Celta vigo: moriba-poker um sommer-transfer?
Vigo bangt – und das nur fünf Tage vor dem Ende des Geschäftsjahres 2025/26. Der Celta Vigo steckt in einer verzwickten Lage undhofft auf einen Verkauf, der die Bücher ausgleicht und dem Verein finanzielle Luft für die Transferperiode im Sommer verschafft. Ein Spieler steht dabei im Fokus aller Überlegungen: IIaix Moriba.

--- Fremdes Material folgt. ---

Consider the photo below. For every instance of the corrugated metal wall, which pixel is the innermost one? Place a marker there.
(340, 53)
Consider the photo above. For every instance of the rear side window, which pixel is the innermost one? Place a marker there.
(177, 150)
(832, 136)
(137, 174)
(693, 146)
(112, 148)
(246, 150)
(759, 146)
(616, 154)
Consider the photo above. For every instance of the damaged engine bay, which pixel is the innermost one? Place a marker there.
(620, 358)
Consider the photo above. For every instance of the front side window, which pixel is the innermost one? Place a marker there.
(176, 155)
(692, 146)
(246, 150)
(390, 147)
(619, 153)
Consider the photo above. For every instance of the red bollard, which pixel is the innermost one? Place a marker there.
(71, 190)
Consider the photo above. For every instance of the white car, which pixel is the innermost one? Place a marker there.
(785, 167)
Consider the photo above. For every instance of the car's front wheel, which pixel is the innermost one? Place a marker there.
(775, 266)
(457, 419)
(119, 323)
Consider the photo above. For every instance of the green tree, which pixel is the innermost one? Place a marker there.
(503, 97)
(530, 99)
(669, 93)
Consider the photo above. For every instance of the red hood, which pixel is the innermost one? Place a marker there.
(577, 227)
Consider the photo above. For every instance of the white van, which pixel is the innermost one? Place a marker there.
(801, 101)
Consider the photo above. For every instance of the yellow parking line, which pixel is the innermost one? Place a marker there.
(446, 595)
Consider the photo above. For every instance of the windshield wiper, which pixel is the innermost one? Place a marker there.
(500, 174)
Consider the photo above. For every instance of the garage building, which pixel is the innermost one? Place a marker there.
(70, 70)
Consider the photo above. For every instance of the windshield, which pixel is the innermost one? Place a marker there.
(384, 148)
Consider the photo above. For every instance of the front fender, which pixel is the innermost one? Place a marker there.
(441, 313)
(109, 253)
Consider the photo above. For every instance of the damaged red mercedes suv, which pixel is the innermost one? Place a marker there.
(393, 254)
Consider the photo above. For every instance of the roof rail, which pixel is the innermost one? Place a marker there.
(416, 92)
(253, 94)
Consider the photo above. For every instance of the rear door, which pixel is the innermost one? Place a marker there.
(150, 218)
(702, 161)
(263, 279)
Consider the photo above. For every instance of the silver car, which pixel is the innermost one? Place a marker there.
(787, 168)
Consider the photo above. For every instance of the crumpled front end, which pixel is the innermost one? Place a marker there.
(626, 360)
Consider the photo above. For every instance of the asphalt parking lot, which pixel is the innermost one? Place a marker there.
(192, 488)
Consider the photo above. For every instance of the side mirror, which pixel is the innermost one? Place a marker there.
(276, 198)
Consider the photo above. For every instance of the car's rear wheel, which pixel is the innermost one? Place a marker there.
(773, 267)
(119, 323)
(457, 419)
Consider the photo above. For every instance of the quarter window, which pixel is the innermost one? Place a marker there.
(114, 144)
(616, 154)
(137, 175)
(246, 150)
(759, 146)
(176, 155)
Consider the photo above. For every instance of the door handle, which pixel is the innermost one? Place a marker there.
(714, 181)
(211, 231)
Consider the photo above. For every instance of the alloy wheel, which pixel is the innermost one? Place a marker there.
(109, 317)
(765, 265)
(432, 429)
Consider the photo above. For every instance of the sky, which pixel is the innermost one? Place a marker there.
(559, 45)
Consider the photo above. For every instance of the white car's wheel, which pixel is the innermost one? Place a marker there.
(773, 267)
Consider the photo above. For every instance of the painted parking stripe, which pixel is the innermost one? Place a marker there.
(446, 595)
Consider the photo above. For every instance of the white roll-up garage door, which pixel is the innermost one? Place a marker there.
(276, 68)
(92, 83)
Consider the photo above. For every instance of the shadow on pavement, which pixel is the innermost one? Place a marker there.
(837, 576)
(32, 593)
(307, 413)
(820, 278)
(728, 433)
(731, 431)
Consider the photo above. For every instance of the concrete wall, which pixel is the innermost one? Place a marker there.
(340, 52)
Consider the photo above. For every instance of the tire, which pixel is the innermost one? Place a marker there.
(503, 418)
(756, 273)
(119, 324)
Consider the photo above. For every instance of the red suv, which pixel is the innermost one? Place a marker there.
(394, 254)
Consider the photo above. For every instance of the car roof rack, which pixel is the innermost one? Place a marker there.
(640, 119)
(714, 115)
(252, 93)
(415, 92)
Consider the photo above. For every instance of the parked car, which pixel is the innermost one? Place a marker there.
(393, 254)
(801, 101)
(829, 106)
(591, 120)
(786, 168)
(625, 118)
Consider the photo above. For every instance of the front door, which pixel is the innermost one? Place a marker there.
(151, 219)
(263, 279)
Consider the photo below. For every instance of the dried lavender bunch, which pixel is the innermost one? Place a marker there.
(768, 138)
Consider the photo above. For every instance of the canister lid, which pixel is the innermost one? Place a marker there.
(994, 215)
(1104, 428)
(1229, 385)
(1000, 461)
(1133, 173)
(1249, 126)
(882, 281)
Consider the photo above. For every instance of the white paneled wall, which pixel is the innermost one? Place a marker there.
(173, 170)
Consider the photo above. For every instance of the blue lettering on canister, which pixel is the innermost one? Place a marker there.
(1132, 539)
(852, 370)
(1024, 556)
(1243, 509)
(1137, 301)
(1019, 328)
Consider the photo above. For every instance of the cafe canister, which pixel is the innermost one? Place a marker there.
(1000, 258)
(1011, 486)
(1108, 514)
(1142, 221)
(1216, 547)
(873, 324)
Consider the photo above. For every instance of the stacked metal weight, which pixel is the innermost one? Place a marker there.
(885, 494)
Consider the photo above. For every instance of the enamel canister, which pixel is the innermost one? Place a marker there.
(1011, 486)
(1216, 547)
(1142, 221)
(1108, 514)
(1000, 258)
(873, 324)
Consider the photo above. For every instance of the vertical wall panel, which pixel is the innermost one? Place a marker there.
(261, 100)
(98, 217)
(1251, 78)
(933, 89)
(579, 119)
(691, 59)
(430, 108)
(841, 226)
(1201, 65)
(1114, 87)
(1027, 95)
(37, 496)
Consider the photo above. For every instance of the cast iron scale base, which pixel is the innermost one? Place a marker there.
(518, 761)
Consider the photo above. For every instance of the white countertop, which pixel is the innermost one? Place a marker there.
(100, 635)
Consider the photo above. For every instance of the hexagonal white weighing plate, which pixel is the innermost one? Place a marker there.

Die moriba-karte: hoffnungsträger oder last im angriff?
Die Verantwortlichen des Celta sehen in Moriba den idealen Kandidaten für einen Verkauf. Es gibt durchaus Interessenten, und ein möglicher Nachfolger wäre ebenfalls zu finden. Doch der Preis spielt eine entscheidende Rolle. Der Verein schätzt seinen Marktwert auf rund 20 Millionen Euro – ein Betrag, der deutlich über den 16 Millionen Euro liegt, die für eine sofortige Bilanzbereinigung notwendig wären. Ein Verkauf unter diesen Bedingungen ist unwahrscheinlich.
Ein Verzicht auf den Transfer würde zwar keine Katastrophe bedeuten, doch es würde die ohnehin angespannte finanzielle Situation weiter verschärfen und die Möglichkeiten für die anstehenden, geschätzten fünf Neuzugänge drastisch reduzieren. Neben den sportlichen Aspekten – die Mannschaft muss verstärkt werden – muss der Verein auch fünf Spielern, die nach ihren Leihen zurückkehren, wieder eine Rolle zuweisen und zudem einigen Akteuren den Abgang bescheinigen, die in dieser Saison kaum zum Einsatz kamen. Die Priorität liegt klar auf der Kaderoptimierung.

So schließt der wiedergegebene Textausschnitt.